# Weather Modeling

## Introduction

In this lecture, we will learn how to model weather data. We will use the data from the [National Oceanic and Atmospheric Administration (NOAA) Global Historical Climatology Network](https://www.ncdc.noaa.gov/data-access/land-based-station-data/land-based-datasets/global-historical-climatology-network-ghcn) (GHCN) to model the temperature in the United States. The GHCN is a database of daily climate records from thousands of land surface stations across the globe.

## Warning {.hide}

::: {.callout-warning}
Many simplifications have been made in order to complete this demonstration in the lecture period.  There are a number of things that could be done to improve how the data is retrieved and modeled.  It is intended to demonstrate functionality on how a Python application can be built to model weather data.
:::


## API Token {.hide .smaller-85}

To download the data, you will need to sign up for an API token on the NOAA website.  The National Climatic Data Center (NCDC) provides access to the GHCN data through Climate Data Online (CDO) web services. The API token is used to authenticate your requests to the CDO web services. You can sign up for an API token [here](https://www.ncdc.noaa.gov/cdo-web/token).

![](./token-request.png)

## Python Packages

We will need the following Python packages to download and analyze the weather data:

- `requests`: to make HTTP requests to the NOAA API
- `pandas`: to work with tabular data
- `matplotlib`: to create plots
- `scipy`: to fit a model to the data
- `python-dotenv`: to load the API token from the `.env` file


## `requirements.txt` {.smaller-90}

A requirements file is a simple text file that contains a list of Python packages that are required for the project. You can create a `requirements.txt` file in the same directory as this notebook with the following contents:

```
requests
pandas
matplotlib
python-dotenv
prophet
jupyter
ipywidgets
plotly
```

You can install the required packages using the following command:

```
pip install -r requirements.txt
```

## Requirements Versioning {.smaller-90}

You can specify the version of the required packages in the `requirements.txt` file.  This is referred to as "pinning" the versions of the required packages.
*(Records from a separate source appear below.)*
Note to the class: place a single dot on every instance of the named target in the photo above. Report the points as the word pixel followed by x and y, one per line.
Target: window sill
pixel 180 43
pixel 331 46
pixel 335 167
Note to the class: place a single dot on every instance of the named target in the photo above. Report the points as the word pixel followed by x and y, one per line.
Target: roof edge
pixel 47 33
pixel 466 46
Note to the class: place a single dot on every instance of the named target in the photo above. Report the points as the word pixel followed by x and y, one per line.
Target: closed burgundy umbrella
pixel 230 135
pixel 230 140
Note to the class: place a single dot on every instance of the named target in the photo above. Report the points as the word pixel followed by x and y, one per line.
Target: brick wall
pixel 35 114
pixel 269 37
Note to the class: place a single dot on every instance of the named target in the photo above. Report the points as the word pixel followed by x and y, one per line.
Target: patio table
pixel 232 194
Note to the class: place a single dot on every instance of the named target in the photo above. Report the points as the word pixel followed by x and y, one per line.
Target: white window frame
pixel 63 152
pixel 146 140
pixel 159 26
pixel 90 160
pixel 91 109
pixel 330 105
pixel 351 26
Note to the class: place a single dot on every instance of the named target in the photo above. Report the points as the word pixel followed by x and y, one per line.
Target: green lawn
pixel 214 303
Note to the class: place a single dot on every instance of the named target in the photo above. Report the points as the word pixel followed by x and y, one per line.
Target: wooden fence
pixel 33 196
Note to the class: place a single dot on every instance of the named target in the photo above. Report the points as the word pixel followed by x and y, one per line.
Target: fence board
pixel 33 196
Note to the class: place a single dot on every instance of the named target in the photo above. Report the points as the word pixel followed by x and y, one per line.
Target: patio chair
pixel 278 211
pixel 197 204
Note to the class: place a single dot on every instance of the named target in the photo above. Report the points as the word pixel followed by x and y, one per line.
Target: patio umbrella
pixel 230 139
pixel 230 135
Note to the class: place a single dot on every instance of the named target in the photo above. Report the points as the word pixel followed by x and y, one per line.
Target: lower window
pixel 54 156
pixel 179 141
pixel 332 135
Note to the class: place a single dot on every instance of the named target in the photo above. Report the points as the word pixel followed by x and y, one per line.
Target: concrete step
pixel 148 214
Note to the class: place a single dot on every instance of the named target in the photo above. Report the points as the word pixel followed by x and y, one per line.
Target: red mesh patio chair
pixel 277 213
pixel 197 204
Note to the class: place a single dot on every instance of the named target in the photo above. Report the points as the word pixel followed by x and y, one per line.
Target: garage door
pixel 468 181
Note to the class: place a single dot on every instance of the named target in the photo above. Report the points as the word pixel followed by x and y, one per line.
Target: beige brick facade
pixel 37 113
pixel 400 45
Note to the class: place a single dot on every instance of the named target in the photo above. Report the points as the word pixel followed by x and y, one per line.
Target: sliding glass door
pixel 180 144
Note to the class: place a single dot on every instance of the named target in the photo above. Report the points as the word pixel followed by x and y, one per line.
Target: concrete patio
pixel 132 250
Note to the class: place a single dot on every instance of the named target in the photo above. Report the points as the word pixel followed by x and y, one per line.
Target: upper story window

For example, to require version 2.25.0 of the `requests` package, you can add the following line to the `requirements.txt` file:

```
requests==2.25.0
```

You can also specify a range of versions. For example, to require version 2.25.x of the `requests` package, you can add the following line to the `requirements.txt` file:

```
requests>=2.25.0,<2.26.0
```

## API Data Endpoint {.smaller-75}

The API is described in the [NOAA API documentation](https://www.ncdc.noaa.gov/cdo-web/webservices/v2). We will be using the following data endpoint `https://www.ncei.noaa.gov/cdo-web/api/v2/data` to download the weather data.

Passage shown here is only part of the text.